Berringer wandte sich wieder dem Sandwich zu und nahm die Tomate herunter, legte sie an den Rand und blickte auf. „Du hattest offenbar auch ein ganz interessantes Leben in den letzten Jahren.“
„ Es geht …“
Aber es war interessant genug gewesen, um ihm davon ausführlich zu erzählen. Sie begann mit den Jahren in Chicago, und es kam Berringer vor, als wäre bei ihr ein Damm gebrochen, denn sie redete wie ein Wasserfall, und Berringer war froh, dass er - abgesehen von kleinen Äußerungen aktiven Zuhörens - nichts zum Gespräch beitragen musste. Er sagte einmal „Hm“ und mehrere Male „Ja!“ beziehungsweise ab und zu auch „Ja?“.
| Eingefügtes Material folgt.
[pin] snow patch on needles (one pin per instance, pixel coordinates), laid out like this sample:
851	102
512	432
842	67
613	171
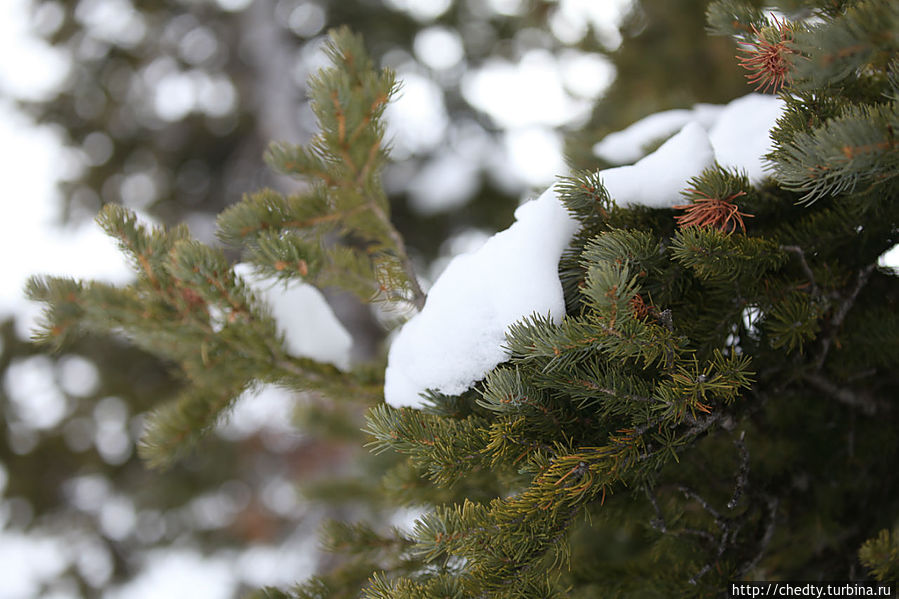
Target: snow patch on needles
738	133
629	144
479	295
657	180
515	273
741	135
303	316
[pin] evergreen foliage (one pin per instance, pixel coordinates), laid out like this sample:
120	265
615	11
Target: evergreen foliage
710	408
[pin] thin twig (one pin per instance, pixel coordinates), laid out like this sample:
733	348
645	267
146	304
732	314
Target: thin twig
766	538
743	473
659	522
705	504
841	313
418	296
805	267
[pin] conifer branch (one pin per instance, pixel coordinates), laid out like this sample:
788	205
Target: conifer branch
840	315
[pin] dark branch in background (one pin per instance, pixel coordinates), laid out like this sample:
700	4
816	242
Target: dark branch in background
841	313
773	503
743	474
856	400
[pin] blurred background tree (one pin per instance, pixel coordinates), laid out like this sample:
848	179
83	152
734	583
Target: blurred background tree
166	108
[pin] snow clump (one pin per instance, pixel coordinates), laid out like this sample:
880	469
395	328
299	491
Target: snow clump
303	316
458	336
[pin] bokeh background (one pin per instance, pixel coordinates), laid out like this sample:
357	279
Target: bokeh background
166	106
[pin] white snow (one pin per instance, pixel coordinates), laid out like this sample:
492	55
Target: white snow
738	133
629	144
309	326
741	134
657	180
458	336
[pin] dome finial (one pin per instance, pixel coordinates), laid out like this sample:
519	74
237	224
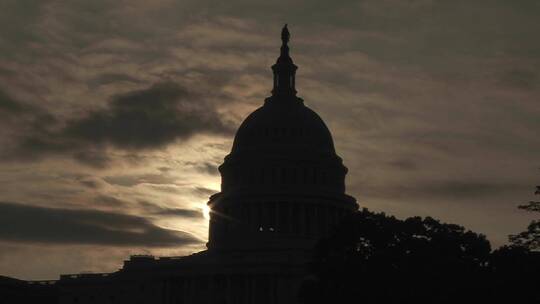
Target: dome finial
284	69
285	35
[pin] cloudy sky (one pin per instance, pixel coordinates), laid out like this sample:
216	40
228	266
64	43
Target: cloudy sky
114	115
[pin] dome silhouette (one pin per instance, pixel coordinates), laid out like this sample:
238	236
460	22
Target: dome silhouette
279	126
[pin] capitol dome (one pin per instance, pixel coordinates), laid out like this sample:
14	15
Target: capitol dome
289	126
282	185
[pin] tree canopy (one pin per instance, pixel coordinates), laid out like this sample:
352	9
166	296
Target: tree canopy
375	258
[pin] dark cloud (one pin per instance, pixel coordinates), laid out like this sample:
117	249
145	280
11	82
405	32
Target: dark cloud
204	191
10	105
148	118
519	78
30	224
136	179
110	201
404	164
447	190
154	209
208	168
142	119
112	78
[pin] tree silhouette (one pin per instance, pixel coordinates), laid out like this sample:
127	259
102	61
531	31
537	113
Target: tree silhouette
530	238
375	258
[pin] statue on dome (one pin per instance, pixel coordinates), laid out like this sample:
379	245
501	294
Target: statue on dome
285	35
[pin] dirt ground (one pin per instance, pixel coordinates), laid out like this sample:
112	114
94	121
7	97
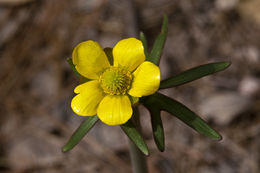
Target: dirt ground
36	37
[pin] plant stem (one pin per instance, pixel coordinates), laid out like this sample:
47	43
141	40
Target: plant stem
138	159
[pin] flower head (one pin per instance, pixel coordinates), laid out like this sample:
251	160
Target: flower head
112	86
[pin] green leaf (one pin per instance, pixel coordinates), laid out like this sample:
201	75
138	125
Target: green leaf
82	130
143	39
157	126
133	134
109	54
183	113
193	74
158	45
69	60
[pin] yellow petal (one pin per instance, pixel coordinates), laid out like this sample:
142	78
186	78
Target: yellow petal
89	59
115	110
129	53
146	80
86	102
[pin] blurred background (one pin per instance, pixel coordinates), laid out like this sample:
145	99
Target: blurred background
36	37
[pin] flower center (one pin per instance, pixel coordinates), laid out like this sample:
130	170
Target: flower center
115	80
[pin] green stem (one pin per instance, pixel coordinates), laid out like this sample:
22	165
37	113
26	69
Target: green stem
138	159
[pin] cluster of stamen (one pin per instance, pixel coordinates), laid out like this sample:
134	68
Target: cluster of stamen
115	80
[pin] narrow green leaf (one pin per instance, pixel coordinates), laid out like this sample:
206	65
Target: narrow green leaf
157	126
158	45
69	60
109	54
193	74
143	39
131	131
183	113
82	130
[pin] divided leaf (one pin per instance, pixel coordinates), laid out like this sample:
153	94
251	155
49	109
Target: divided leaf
193	74
183	113
133	134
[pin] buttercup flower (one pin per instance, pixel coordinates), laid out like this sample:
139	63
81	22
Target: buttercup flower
112	86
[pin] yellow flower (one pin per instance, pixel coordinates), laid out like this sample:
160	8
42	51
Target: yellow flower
111	87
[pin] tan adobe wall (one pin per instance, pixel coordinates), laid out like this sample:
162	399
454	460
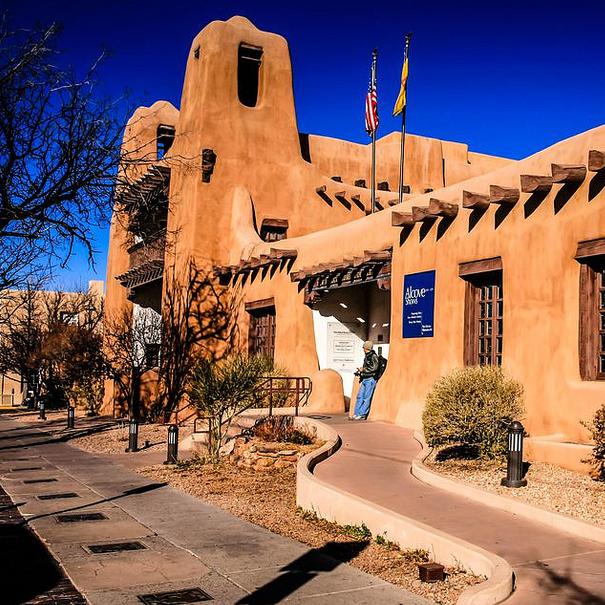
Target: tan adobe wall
537	241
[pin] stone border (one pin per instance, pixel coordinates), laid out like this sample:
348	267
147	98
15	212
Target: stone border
561	521
343	507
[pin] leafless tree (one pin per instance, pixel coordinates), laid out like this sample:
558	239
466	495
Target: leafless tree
130	349
51	339
198	320
59	150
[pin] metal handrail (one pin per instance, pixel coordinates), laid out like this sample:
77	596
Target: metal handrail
302	387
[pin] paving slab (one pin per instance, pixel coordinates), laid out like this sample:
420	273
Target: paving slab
192	544
374	463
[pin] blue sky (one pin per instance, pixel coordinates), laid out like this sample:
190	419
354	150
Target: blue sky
508	78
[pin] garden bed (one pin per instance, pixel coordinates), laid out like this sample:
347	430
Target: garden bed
548	486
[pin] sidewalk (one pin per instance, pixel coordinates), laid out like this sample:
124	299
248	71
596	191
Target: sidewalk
374	463
182	544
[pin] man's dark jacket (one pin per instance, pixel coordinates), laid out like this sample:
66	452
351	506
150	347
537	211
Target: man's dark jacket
370	365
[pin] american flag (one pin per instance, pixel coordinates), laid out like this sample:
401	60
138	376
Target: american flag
371	109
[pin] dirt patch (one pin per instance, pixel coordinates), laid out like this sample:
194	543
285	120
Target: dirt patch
548	486
268	498
115	441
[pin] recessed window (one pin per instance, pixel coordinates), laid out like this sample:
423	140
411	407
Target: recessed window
483	312
165	138
248	74
591	345
261	333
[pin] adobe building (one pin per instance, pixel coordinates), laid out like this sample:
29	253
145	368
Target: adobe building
487	260
16	305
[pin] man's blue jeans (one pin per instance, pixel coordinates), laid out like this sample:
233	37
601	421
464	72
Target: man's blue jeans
364	397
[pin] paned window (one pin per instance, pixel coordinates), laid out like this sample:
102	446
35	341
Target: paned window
484	312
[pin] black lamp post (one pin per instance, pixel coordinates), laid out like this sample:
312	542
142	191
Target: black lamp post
514	468
173	444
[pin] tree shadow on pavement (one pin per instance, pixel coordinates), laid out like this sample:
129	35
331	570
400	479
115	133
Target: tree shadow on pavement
302	570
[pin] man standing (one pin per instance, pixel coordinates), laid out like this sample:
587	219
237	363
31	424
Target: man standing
367	376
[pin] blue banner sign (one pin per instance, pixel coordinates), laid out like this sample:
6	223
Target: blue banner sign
418	304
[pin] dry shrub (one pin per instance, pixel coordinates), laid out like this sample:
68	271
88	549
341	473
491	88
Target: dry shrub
597	432
281	429
473	407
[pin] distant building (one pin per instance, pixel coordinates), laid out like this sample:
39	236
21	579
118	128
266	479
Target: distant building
20	307
486	261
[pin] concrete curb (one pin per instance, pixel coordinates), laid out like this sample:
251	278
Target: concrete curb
337	505
560	521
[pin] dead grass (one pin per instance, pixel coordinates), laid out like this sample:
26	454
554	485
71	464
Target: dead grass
268	498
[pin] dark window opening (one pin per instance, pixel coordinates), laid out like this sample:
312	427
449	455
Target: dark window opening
248	71
484	312
261	334
274	230
591	341
152	355
165	138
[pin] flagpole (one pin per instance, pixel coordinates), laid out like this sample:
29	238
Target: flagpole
402	157
374	55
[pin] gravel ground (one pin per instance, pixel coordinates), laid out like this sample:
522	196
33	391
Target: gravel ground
268	498
115	441
548	486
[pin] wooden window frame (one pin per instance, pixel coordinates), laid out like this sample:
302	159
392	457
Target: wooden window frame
262	310
591	256
478	274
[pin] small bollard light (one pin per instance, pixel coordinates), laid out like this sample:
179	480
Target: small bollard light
71	415
514	467
133	436
173	444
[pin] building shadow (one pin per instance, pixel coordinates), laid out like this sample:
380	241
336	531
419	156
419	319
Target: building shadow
302	570
563	585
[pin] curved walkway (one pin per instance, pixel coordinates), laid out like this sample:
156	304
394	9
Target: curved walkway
375	463
183	544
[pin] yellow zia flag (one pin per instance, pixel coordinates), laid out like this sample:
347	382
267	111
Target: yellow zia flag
401	99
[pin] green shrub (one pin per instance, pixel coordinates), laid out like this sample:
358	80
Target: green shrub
473	407
280	429
597	432
222	390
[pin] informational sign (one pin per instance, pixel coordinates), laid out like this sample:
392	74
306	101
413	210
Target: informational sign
342	348
418	304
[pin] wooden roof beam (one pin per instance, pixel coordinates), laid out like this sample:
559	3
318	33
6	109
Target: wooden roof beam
568	173
421	214
596	160
532	183
475	201
377	255
279	253
507	196
402	219
441	208
357	200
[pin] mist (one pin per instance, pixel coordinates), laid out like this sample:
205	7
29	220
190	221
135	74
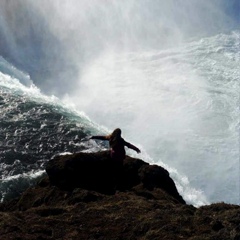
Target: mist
152	68
53	41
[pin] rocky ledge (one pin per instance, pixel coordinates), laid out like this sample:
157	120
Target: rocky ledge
87	196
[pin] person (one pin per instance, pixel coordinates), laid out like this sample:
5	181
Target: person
117	144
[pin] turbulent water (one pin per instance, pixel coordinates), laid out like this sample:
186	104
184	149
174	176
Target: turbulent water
179	103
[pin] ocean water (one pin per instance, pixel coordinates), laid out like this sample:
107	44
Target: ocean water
172	87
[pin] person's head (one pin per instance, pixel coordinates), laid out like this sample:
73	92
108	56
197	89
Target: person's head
116	133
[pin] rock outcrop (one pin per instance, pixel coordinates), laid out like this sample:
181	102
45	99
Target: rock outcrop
86	196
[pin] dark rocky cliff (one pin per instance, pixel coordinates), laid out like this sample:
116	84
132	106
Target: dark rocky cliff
86	196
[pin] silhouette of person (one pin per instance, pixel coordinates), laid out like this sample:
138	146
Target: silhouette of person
117	144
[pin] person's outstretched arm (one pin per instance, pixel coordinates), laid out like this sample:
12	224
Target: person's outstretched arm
99	137
129	145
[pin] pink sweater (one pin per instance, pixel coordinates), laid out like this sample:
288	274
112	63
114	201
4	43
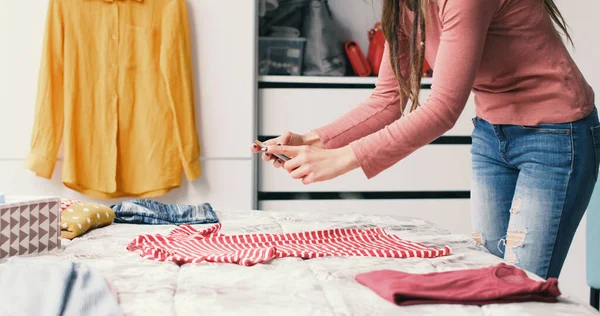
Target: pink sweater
506	52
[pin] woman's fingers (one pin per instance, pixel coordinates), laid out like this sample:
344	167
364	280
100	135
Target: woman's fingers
300	172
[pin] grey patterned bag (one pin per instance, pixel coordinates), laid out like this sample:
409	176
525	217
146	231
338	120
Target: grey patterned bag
323	52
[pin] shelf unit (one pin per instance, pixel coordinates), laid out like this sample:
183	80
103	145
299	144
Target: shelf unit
435	180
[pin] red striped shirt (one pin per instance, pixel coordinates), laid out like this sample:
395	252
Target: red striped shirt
184	244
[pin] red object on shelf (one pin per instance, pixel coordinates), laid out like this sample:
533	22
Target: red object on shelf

Solche Gespräche waren wie ein Kaminfeuer, fand Berringer. Man musste nur ab und zu etwas Luft hineinblasen, dann brannte es munter weiter. Früher, als sie ein Paar gewesen waren, hatte sie ihm oft vorgeworfen, sich nicht richtig einzubringen. Das schien sie nicht mehr zu stören.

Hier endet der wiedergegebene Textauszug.